Pronto volvimos a estar solos, después de una vida llena de diferentes labores, ambos nos quedamos tranquilos en casa, sin más trabajo, sin más ocupación que nosotros. Nos sentábamos bajo el porche ya con canas a tomar chocolate caliente, abrigados con mantas, arrullándonos en nuestras mecedoras de madera. Y al atardecer, volvíamos juntos a nuestro prado, paseábamos lentamente encorvados en nuestros bastones, abrigados, mirando el cielo, cada nube, cada recuerdo que nos traía aquel lugar que en poco tiempo quizás no volveríamos a ver. Nos sentamos bajo el árbol  y nuevamente contemplamos el cielo, contemplamos el prado, observamos cada tulipán y vimos como habían perdido su color, su juventud. Observamos como nuestro árbol iba secándose, quedándose sin hojas, y como el viento se las llevaba  a un lugar lejano y desconocido.

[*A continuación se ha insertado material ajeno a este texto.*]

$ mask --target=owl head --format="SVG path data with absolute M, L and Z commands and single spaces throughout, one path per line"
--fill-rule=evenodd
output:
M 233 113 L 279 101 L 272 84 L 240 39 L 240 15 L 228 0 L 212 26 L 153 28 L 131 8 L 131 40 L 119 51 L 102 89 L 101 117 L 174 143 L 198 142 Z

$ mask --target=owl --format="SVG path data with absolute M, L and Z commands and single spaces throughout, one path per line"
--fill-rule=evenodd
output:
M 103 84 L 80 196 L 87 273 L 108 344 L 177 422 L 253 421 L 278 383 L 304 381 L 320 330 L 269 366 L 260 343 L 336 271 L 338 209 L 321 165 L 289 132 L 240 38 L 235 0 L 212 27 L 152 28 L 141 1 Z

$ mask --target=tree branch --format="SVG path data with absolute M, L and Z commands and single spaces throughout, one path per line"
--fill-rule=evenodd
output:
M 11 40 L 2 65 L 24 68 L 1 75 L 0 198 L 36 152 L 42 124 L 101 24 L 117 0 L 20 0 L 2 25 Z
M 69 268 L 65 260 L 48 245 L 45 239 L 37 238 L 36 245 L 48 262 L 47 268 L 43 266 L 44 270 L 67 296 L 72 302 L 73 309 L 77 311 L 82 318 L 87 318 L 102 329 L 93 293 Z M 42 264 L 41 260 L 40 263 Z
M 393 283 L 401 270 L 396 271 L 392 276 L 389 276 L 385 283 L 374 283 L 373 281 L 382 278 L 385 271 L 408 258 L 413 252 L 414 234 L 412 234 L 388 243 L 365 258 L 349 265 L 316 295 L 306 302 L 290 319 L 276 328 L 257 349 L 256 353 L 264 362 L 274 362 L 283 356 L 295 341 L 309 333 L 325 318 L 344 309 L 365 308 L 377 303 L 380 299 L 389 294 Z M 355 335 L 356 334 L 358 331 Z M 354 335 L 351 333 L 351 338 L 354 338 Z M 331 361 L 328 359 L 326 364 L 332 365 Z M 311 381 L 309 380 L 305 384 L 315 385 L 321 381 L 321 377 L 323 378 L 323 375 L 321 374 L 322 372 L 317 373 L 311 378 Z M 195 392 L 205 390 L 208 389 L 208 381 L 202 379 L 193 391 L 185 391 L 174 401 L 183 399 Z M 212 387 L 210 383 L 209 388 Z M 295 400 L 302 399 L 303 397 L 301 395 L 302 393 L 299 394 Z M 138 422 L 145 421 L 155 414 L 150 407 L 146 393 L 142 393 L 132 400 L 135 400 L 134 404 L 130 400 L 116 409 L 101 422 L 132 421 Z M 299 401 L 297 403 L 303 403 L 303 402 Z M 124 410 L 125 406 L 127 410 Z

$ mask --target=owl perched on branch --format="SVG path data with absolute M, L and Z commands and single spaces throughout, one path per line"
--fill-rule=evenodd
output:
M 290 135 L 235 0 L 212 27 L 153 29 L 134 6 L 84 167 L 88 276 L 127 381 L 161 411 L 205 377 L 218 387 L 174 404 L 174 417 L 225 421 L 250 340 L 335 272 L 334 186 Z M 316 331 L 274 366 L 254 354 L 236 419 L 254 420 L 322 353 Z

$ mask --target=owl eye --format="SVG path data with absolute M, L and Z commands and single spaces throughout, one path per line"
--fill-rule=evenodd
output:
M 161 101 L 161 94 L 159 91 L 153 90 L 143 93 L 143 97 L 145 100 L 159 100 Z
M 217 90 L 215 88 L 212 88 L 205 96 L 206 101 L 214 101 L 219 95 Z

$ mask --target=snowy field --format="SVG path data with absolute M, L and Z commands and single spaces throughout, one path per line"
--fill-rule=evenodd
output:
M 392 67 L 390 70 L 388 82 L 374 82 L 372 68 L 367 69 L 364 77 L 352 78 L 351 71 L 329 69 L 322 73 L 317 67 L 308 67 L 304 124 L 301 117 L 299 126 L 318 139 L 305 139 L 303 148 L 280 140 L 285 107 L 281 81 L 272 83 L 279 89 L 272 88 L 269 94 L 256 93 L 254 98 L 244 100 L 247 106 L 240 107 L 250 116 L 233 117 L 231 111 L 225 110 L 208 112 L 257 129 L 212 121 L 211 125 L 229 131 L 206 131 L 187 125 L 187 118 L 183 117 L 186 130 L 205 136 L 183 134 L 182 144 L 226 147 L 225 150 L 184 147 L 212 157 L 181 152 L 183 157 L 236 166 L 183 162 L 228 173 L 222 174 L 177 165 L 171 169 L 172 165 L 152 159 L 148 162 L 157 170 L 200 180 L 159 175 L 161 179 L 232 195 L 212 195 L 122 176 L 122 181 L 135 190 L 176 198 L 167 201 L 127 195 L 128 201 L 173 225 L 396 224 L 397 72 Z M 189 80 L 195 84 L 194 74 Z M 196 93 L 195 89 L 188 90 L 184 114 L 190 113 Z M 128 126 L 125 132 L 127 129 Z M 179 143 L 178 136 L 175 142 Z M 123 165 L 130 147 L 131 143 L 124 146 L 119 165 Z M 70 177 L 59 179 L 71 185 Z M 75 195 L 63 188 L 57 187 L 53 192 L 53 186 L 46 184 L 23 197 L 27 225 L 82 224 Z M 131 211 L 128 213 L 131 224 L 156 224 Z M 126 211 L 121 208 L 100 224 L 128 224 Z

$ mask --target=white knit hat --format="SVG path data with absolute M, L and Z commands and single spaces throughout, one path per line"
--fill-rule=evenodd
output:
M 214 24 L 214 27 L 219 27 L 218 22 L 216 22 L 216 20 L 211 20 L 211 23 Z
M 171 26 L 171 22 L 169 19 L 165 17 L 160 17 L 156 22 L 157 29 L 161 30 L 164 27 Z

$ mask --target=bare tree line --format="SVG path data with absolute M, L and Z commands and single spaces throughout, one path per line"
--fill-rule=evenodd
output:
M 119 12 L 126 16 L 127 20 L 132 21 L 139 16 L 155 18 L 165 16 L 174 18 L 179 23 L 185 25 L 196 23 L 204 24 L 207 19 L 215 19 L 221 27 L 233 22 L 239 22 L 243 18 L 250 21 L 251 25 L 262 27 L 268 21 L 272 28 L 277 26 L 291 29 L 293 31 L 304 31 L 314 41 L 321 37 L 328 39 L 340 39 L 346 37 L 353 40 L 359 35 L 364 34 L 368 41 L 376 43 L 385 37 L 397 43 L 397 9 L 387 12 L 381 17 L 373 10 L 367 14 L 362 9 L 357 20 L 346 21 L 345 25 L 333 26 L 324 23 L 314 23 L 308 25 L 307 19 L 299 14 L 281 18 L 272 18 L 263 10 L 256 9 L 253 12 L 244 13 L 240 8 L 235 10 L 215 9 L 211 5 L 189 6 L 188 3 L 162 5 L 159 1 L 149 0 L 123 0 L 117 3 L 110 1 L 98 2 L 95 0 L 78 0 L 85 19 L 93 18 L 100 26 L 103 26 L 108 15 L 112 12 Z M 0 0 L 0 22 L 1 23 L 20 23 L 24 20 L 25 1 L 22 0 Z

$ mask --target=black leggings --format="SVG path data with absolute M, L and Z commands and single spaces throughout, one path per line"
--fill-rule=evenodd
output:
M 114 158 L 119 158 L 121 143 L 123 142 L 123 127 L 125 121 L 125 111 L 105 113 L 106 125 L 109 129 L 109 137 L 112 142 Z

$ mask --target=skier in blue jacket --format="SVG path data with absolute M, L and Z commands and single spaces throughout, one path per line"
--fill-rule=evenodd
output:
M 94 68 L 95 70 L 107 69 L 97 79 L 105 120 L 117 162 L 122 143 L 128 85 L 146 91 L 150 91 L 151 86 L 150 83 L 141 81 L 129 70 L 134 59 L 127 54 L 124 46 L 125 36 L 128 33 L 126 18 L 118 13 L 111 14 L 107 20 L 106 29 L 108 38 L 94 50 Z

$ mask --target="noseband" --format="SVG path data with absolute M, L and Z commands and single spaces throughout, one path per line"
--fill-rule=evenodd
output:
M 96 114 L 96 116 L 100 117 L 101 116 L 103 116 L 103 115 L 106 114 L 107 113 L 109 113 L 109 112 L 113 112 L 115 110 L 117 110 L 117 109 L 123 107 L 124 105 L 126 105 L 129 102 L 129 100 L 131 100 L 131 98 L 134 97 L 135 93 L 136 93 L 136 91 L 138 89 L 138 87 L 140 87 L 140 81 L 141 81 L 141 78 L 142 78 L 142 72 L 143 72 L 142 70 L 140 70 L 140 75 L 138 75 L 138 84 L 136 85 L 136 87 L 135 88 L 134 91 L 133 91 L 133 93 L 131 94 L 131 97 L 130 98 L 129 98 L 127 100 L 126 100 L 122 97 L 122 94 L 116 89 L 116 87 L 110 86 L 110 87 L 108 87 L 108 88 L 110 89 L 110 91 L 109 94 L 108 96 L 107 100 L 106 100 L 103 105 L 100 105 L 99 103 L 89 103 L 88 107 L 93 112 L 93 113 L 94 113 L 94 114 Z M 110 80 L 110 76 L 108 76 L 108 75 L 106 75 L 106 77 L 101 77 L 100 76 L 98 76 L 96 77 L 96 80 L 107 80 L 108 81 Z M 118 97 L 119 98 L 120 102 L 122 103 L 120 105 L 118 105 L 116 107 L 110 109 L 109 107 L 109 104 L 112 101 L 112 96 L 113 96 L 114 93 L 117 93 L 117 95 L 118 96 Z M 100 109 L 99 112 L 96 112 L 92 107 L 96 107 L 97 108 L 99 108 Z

Nos acostamos en el césped y recordamos cada momento que habíamos vivido juntos, cada época de nuestra vida, cada lágrima y cada sonrisa que habíamos recogido juntos, cada beso, cada caricia, cada baile. Volvimos a leer las cartas de amor, recordamos el sabor de los bombones, los regalos de navidad, los susurros al oído, los abrazos, las miradas… Recordamos cada momento como si pudiéramos palparlo, y lo vivimos de nuevo en nuestras mentes, para no olvidarlos jamás.
Entonces moriste.
Te agarré de la mano, tu mano congelada por la brisa que te llevaba a otro lugar, lejano y desconocido.
Solo, rodeado de flores secas, de nuestro prado, del atardecer. Lloré anhelando tu consuelo, lloré deseando estar un momento más junto a ti aun que sabía que ahora era imposible. Miré de nuevo hacia el cielo, y lloré por no sentir tu sonrisa. No podía hablar, no podía visualizar mis días sin tu presencia, en este momento no existía un yo sin ti.             
Admiré tu rostro una vez más hasta que la tierra ocultó tu imagen. Entonces llego el viento de nuevo, y me dejo el recuerdo más maravilloso que podría cederme jamás. Tu amor, toda una vida llena de tus recuerdos.
Cada atardecer lo pasaba contigo, que dormías bajo el árbol del prado. Hablábamos, yo te contaba mis cosas e imaginaba tu voz.
El último atardecer fue hermoso, las aves volaban hacia el sur, las nubes color rosáceo inundaban el cielo, el sol se alejaba y daba paso a la luna fundiéndose en un abrazo majestuoso. Entonces morí viendo cada facción de tu rostro, escuchando nuestra canción, percibiendo el olor de tu perfume, divisando a lo lejos tu movimiento, encontrando tu sonrisa bajo la tierra, contemplando el brillo de tus ojos por una fracción de segundo.
Nuestro prado se quedo atrás y nuestro árbol murió con nosotros. La lluvia nos envolvió en frescura mientras nos amábamos por toda la eternidad, para siempre, por siempre, sin fin.